I wept harder from how kind this man has been to me even after knowing the full story of the disaster I have brought upon his family.
"What do I do now, Jer?" I was so lost and I felt like I was grasping blindly in the dark for a sense of direction; for any sense of direction. For once, I felt like a little girl who was alone in a dark world.
"The cops?" Jerry asked. I quickly shook my head no and he nodded in understanding.
"As much as I don't like the idea of you putting your life on the line continuously like this, I hate to admit it but you just have to pull through this fight and win. You have to play the offence in this life, if you settle with simply putting up a defense, you're basically preparing to die. As for Adam, I'm sure everything will work out in the end. I know this isn't something that you'd like to hear but at the end of the day, there's always going to be a greater plan set for all of us and it's all for the best.
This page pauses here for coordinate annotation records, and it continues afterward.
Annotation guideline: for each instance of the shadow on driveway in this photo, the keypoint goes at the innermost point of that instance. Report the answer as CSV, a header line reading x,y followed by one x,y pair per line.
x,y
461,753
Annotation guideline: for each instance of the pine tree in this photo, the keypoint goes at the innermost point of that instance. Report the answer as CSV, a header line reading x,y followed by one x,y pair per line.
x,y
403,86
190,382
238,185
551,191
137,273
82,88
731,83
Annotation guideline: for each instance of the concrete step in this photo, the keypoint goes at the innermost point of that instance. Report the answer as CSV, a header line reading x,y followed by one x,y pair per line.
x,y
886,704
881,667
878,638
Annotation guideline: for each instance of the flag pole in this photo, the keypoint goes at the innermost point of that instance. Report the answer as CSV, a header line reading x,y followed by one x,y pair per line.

Whatever happens for Adam and you, it would be for the best. Whatever happens between the both of you, you are always welcome here. You'll always be like a daughter to me." Jerry's words touched me. He reminded me to have faith and trust whatever plan that has been laid out for me.
I'm not in this alone and I never have been. I've had Preston even when I didn't have Adam. I had Jerry who was silently supporting me even though I could tell he disapproved of my decisions and actions. I have never been alone all this time. Even when I was crying alone in my car or in my room, I knew that God has been watching over me and that I was safe. I just needed to trust in that greater force because at the end of the day, I was only human.
After spilling my guts out to Jerry, he told me to stay the night and take the guest bedroom. My parents were coming home the next day so I told him that I might leave early the next morning to make sure I wasn't late in picking them up from the airport.
Jerry gave me another tight hug before bidding me good night and retiring to his own room. I took the guest bedroom I stayed in during the few nights that I got to stay over. I didn't bring any change of clothes since I wasn't planning to stay the night. I'd usually go and borrow something from Adam but since that wasn't an option anymore, I opted to fell asleep in the current clothes I was in.